Like the Dead, however, Phish uses extended jams and complex compositions to move the listener. Improvised jams take the musician away and have the tendency to do the same with an audience member who is paying attention. Trying to follow each instrument or pick up on the different strokes of sound requires a lot of attention, and does not allow headspace for other thoughts or worries. The familiar compositions can have the same effect, even though the listener knows what’s coming. Carefully hearing every note where it’s supposed to be and taking in each step of movement creates an avenue for escape just as good as an improvised jam.

But when the music ends and the audience disperse back to their jobs and chores, they’re stuck with the double-life complex. Like Michael, it’s hard to draw the line between work and play, but sometimes those two simply cannot interact.

“I don’t advertise that I’m in a band with my students. Eventually, it comes out through out the course of the year and a lot of kids know what’s up and rumors will circulate but I don’t offer that information,” says Dion. “On another note, our music is just not for your typical high school kids. They all like rap and radio friendly music, which is just not us at all. When they ask me to play music for them, they just don’t get it. They like the idea of it, especially students who are a little more mature, maybe heading into the party scene, they’ll poke some fun at me, make comments and such. I just have to turn away and maintain professionalism, try not to recognize a lot of the shit they come out with. I try to keep those worlds totally separate.”

Each of the members of Hot Day hold down a steady job, but no time is wasted when they’re doing double duty.

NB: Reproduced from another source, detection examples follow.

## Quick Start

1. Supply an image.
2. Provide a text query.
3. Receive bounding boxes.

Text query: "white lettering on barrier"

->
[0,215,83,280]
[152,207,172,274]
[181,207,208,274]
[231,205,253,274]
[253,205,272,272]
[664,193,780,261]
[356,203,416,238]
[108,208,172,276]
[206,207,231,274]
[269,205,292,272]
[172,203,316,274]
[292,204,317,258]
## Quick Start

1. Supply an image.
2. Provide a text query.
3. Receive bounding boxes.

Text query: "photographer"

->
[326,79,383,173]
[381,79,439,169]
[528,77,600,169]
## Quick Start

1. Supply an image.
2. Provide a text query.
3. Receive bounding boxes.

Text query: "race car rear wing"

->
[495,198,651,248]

“Friday we have to leave early for a show and Jon [banjo, computer engineer], even though he’ll have to clock out, will be doing work remotely on the way. I’m in grad school as well so I do a ton of work in the van, writing papers and grading homework. But it works out. If I’m going to be sitting in the van for hours, I might as well be using that time creatively. We’ll write songs in the van too, it’s a lot of fun.”

On top of the work they have to do for each of their jobs, the balancing act is a perfected routine. While I can come into work a little tired from the weekend and start my Monday slowly, a teacher has to be ready and energized first thing in the morning, every day of school. And even though he may be burning the candle at both ends, Michael says that he has perfected the double duty, even with his side project Alligator Wine.

“With Alligator, we practice every night and have bar gigs on school nights, so we don’t lead a stereotypical lifestyle. I have balanced it out in my past, but I can’t really keep doing this. We can’t get all twisted drunk any more on the weekends, because we’ve got stuff to do. You have to look at it as a job,” he advises.

“We’ve had some rough nights where we may have pushed it too far. So you have to ask, are we a joke bar band or are we seriously trying to do this? Is this gonna be a job for me or not? That’s the stuff that’s got to happen or you’ll crash and burn earlier than you hope for. We’ve all seen what it’s like but I have no interest in that. I’d love to make this a profession and enjoy my life. That’s another aspect of this, settling down with a family is part of adulthood and I can’t do that right now so in terms of avoiding adulthood I think I am, yes. A family is one thing that can destroy a band. If you don’t have the financial and industry backing for your band, the workload is not possible to deal with when you have a family. We wouldn’t be able to do it if we all had wives and children, I firmly believe we would not be where we are or make that transition in the future. It’s not feasible.”

A double life could never be easy, as it requires twice the dedication and twice the effort. But if music makes you happy, let it be your escape from whatever. Adults should feel as free to get away from the rules, the bosses, and the government as kids do. Whether you’re making it or simply enjoying it, music can be the key to staying happy during a mundane work week, and why shouldn’t it be?